Talvez por apresentar de uma maneira tão descaradamente irônica a exuberância, a cor local, as metáforas e a alegoria política, o tom satírico e fantástico que costumam ser incensados como características essenciais dos seus romances que mais satisfazem a sede de exotismo do Ocidente, "O Mapa do Tesouro" seja a pedra de toque para entender como esse filho de camponeses da Província de Shandong conseguiu ouvir os ecos da China antiga onde eram menos prováveis, na modernidade ocidental, pela estratégia oposta à dos escritores chineses que procuravam na modernidade ocidental uma forma de escapar à China antiga.
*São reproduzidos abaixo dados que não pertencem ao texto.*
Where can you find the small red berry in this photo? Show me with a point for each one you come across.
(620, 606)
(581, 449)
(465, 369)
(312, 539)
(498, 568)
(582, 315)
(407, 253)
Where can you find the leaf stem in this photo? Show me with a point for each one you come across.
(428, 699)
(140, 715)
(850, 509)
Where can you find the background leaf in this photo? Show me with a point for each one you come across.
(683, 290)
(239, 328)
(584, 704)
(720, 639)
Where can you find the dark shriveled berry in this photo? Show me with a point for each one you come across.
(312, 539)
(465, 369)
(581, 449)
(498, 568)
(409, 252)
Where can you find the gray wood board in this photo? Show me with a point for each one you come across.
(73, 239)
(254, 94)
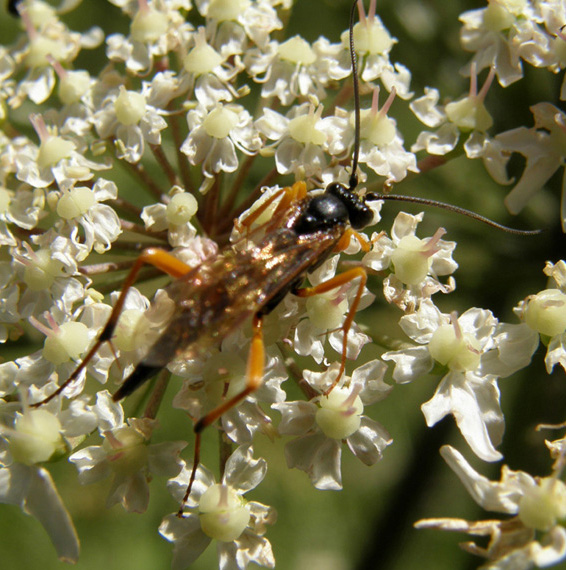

Em "O Mapa do Tesouro", Mo Yan vai se entregar aos gêneros clássicos da parábola, da lenda e da fábula. E vai tirar deles uma pérola da literatura contemporânea. Um homem andando pelas ruas de Pequim é abordado por um velho colega da Província, que não vê há anos e de quem agora tenta se desvencilhar em vão. O camponês, que está na capital sem um tostão, força o amigo a convidá-lo para comer. Entram num pequeno restaurante às moscas e são atendidos por um velho casal de proprietários.
Basta se sentarem para o amigo não parar mais de contar histórias mirabolantes, que vão se encadeando umas nas outras e tratam de coisas inacreditáveis, mas sobretudo de um bigode de tigre capaz de fazer ver a verdadeira natureza dos homens, os animais que no fundo os homens seriam.
Mo Yan passou as noites da infância a ouvir os adultos contando histórias fantásticas. "Acreditava nessas histórias: que um galo pudesse se transformar em príncipe... e ainda acredito quando escrevo os meus livros!" Trabalhava no campo: "Passei mais tempo entre os animais do que entre os homens".
Desde o primeiro parágrafo de "O Mapa do Tesouro" ("Esta história, do começo ao fim, só tem uma palavra verdadeira -esta história, do começo ao fim, não tem nenhuma parte verdadeira"), tudo é contradição. O texto diz e se desdiz. A lenda e a fábula são retomadas, mas com a ironia da modernidade.
Mo Yan faz da sua narrativa a anatomia da imaginação, dissecando-a no calor da hora, mostrando como ela é construída por associações e livres associações e encadeamentos produzidos pelo acaso. As próprias histórias se desdobram e se associam e incorporam o que têm à volta para poder chegar a um sentido no final. É como se o acaso tivesse papel de autor: os velhos proprietários vão aproveitar a logorréia do cliente mitômano para também contar a sua história, que por sua vez será incorporada pelo cliente para arrematar o seu delírio narrativo com um desfecho genial, borgiano e circular, revelando por fim que o mapa do tesouro é a própria imaginação.